Das Ganze im Blick haben, heißt auch, das Kind auf allen Kanälen beim Lernen zu unterstützen. Im Bezug auf den Orientierungsplan für Bildung und Erziehung bedeutet das, Impulse, Anregungen und Spielanlässe in allen Entwicklungsbereichen (Körper, Sinne, Sprache, Denken, Gefühl/Mitgefühl, Sinn/Werte/Religion) anzubieten.
All diese Erkenntnis führen mich zu dem Schluss, dass Lernen nicht in einem Bestimmten Zeitrahmen stattfindet, sondern kontinuierlich und ganz nebenbei.

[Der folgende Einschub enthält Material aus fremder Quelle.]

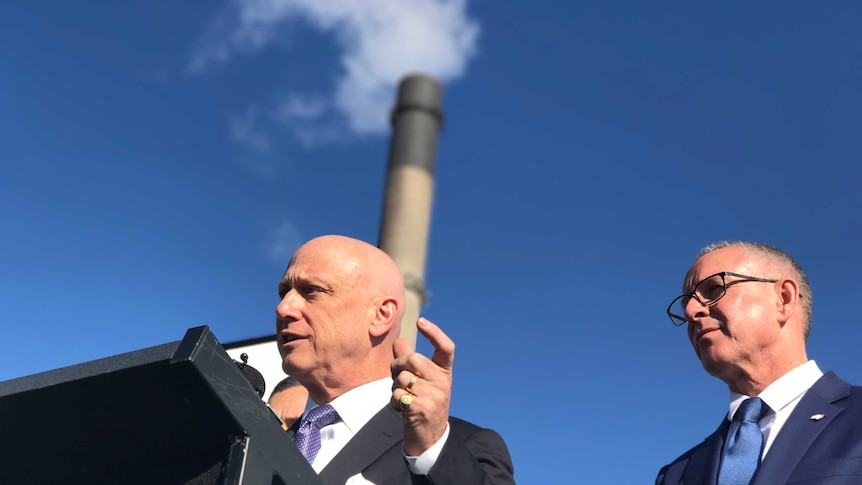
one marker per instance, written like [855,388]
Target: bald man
[379,412]
[747,307]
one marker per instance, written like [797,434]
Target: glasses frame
[680,321]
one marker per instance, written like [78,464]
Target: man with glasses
[747,308]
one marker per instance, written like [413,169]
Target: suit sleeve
[471,455]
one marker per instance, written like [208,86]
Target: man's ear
[385,313]
[788,299]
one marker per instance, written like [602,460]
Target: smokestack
[416,120]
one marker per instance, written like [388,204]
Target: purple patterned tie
[307,437]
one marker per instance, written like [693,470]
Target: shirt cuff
[422,464]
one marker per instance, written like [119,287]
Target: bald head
[342,301]
[366,268]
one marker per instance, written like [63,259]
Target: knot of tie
[307,437]
[750,410]
[743,445]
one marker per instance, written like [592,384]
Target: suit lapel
[703,464]
[380,434]
[799,432]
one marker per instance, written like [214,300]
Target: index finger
[444,347]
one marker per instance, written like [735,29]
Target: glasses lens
[676,310]
[710,289]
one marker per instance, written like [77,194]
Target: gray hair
[773,254]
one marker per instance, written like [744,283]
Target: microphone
[252,375]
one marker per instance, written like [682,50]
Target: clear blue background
[590,150]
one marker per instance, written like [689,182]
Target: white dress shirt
[355,408]
[781,396]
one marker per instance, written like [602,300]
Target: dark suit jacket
[471,455]
[827,451]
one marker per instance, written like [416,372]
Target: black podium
[178,413]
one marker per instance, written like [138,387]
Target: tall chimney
[416,120]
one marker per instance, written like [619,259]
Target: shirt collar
[784,390]
[358,405]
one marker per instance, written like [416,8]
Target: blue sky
[161,160]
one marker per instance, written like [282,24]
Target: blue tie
[743,446]
[307,437]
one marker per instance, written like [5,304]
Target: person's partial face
[322,318]
[289,404]
[740,327]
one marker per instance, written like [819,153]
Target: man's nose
[695,309]
[288,307]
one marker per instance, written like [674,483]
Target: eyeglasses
[708,291]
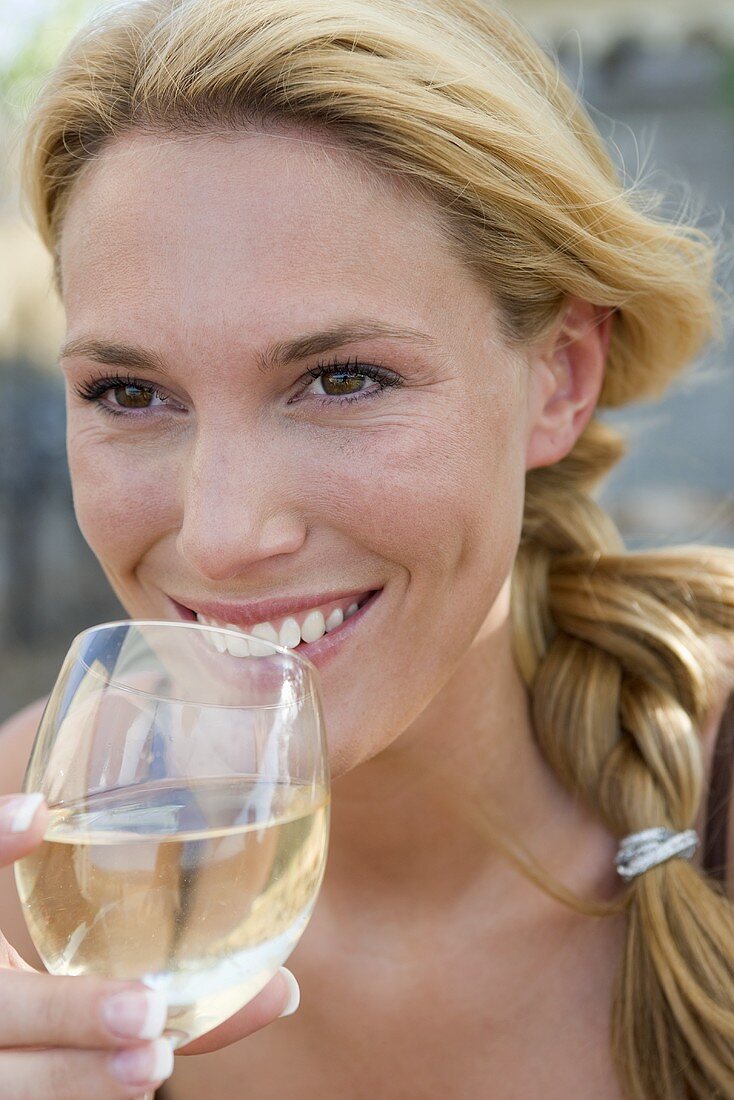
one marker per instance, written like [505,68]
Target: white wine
[200,890]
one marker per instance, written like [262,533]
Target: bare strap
[720,792]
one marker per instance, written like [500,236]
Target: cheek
[123,497]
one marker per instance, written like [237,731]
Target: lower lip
[318,652]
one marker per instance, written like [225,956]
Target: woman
[346,285]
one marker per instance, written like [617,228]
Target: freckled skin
[205,251]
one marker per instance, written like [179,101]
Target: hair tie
[642,850]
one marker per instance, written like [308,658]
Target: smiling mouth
[298,630]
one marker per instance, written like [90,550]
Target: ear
[566,376]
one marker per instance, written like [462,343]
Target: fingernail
[143,1065]
[294,993]
[18,812]
[135,1013]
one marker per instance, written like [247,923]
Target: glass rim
[307,666]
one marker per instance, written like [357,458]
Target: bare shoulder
[17,737]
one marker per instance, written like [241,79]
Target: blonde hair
[616,649]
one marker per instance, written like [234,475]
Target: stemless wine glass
[188,791]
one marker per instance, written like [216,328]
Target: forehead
[250,227]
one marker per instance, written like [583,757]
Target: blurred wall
[661,92]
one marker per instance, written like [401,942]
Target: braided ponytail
[613,650]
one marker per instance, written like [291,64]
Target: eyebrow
[278,354]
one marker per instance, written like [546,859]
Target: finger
[85,1075]
[23,820]
[76,1012]
[281,997]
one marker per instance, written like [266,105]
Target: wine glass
[188,788]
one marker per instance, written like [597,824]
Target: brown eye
[341,383]
[133,397]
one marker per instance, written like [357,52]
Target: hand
[79,1038]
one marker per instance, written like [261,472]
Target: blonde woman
[347,282]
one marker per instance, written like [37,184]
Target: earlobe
[566,380]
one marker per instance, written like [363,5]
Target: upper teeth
[292,633]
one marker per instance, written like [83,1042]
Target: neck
[402,839]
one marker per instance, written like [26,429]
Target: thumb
[23,820]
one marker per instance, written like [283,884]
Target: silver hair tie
[642,850]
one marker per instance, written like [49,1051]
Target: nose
[239,506]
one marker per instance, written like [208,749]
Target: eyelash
[96,388]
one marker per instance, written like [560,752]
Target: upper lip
[263,611]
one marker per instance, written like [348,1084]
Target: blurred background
[658,77]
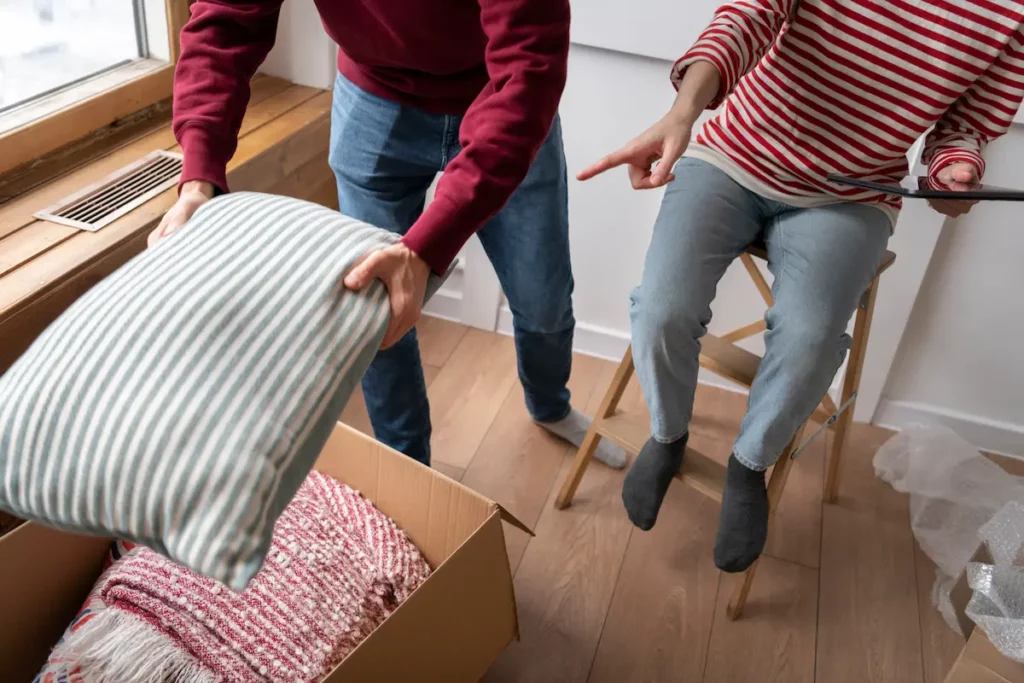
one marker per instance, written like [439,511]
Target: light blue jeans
[822,260]
[385,156]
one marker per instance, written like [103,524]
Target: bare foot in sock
[572,428]
[648,479]
[742,527]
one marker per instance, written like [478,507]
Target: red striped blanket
[336,569]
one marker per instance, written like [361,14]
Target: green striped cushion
[181,401]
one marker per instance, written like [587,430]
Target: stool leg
[776,483]
[851,382]
[589,445]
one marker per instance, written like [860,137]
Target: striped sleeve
[738,36]
[982,114]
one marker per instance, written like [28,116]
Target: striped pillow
[181,401]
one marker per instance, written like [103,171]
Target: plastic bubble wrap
[954,491]
[997,603]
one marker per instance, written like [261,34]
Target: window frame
[39,137]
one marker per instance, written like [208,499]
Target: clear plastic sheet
[997,603]
[954,493]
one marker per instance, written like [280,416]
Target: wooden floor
[842,595]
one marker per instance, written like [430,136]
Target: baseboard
[610,344]
[999,437]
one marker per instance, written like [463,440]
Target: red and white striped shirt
[814,87]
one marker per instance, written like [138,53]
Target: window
[49,44]
[71,67]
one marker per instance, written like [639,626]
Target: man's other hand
[960,177]
[404,274]
[663,144]
[194,195]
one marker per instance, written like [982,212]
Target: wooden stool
[721,355]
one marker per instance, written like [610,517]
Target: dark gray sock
[648,479]
[742,527]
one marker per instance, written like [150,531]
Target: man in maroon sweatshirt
[468,87]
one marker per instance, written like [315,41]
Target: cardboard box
[450,630]
[979,662]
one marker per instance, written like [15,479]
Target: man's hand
[663,143]
[404,274]
[958,177]
[194,195]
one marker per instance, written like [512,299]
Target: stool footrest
[631,432]
[729,360]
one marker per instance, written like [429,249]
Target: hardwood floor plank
[468,393]
[565,582]
[660,617]
[773,641]
[868,628]
[940,644]
[355,415]
[859,488]
[438,338]
[517,462]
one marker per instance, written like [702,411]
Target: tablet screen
[926,187]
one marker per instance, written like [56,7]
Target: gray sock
[572,428]
[648,479]
[742,527]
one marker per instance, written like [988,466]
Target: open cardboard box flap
[979,662]
[451,629]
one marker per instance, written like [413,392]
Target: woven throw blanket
[61,666]
[337,568]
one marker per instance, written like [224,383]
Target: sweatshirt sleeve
[222,45]
[738,36]
[525,55]
[982,114]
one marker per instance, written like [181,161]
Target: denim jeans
[385,156]
[822,259]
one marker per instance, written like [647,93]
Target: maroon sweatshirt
[500,62]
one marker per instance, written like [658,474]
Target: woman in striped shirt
[807,89]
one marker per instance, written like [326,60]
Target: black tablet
[922,187]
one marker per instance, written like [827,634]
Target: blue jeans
[822,260]
[384,156]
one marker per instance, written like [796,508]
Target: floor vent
[108,200]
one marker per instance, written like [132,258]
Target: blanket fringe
[118,647]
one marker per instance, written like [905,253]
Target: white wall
[302,53]
[957,361]
[610,97]
[961,358]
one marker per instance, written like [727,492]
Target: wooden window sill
[44,267]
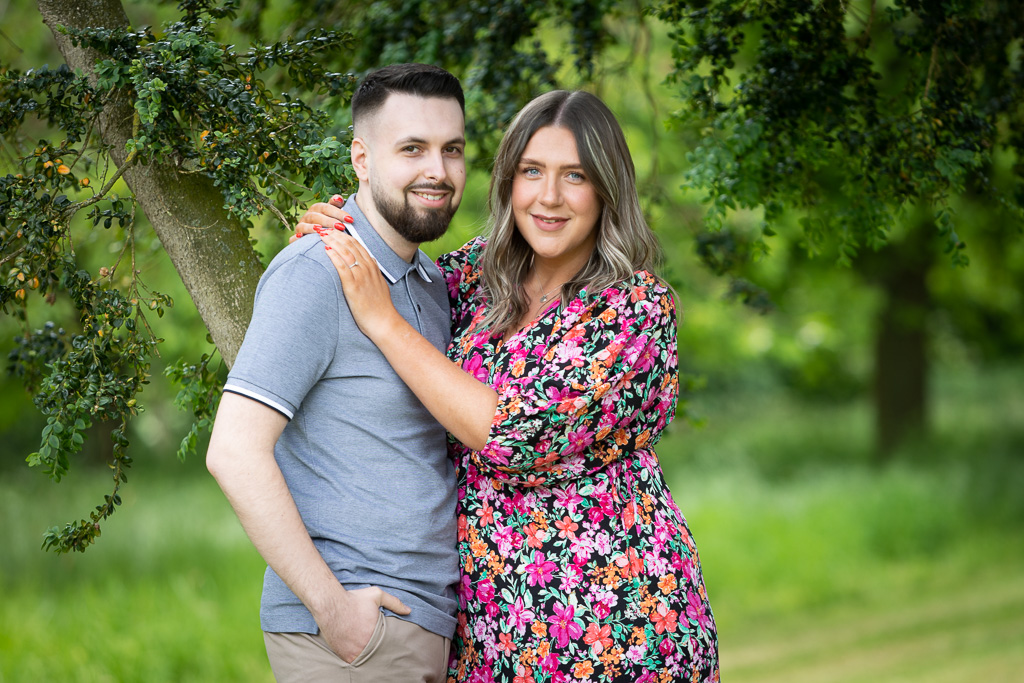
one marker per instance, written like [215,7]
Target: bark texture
[901,348]
[209,248]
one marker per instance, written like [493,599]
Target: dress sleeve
[603,385]
[462,274]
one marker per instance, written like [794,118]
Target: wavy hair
[625,242]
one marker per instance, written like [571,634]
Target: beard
[417,225]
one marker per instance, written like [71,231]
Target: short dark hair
[410,79]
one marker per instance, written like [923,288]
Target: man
[336,471]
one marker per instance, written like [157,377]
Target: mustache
[444,186]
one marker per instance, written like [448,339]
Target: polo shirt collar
[388,261]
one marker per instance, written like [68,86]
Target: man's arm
[241,459]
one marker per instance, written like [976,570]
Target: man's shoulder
[302,266]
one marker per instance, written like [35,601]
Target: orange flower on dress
[583,669]
[665,620]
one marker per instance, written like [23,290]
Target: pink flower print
[519,615]
[523,674]
[636,653]
[568,498]
[602,604]
[497,454]
[474,366]
[535,536]
[549,665]
[569,353]
[505,643]
[465,590]
[485,513]
[515,504]
[505,539]
[632,560]
[665,620]
[598,637]
[571,578]
[566,527]
[695,610]
[485,591]
[563,626]
[539,571]
[481,675]
[580,439]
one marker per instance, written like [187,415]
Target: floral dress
[577,564]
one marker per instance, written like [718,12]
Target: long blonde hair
[625,242]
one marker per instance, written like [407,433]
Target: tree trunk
[901,361]
[209,248]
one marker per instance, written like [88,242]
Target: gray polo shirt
[364,460]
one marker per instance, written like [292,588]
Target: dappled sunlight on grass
[821,566]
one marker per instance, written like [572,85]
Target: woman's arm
[321,217]
[457,399]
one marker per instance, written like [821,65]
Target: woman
[577,563]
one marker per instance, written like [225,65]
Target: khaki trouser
[397,651]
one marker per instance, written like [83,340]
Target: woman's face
[556,207]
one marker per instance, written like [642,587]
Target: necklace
[547,295]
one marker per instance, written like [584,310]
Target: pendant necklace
[547,295]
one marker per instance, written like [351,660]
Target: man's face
[415,164]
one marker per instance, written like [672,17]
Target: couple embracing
[449,466]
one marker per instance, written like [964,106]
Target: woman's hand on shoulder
[367,292]
[321,217]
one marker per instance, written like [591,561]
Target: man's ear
[360,159]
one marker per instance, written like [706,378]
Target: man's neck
[399,245]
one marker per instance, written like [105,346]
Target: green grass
[821,567]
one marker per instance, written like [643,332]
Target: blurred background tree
[823,560]
[869,134]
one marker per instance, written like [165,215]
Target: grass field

Da nichts näher an uns ist, als die Jahreszeiten mit ihren spannenden Veränderungen in der Natur und den vielen Festen und Feiern, füge ich in meiner Konzeption, in meiner Arbeit mit den Kindern, den Zusatz „anhand der Jahreszeiten“ hinzu. In den verschiedenen Jahreszeiten gibt es viel zu entdecken und spanendes zu erleben, ganz nah an der Lebenswelt der Kinder.
Zum ganzen Kind gehört, nicht zu vergessen, auch die Familie zu Hause. Daher ist es mir wichtig auch die Familien meiner Tageskinder immer wieder in den Alltag miteinzubeziehen bzw. auf verschiedene Weisen teilhaben zu lassen. Elternbriefe mit Liedern und Fingerspielen aus unserem Alltag, Bilder, kleine Geschenke der Jahreszeiten und Aushänge können dies zum Beispiel fördern.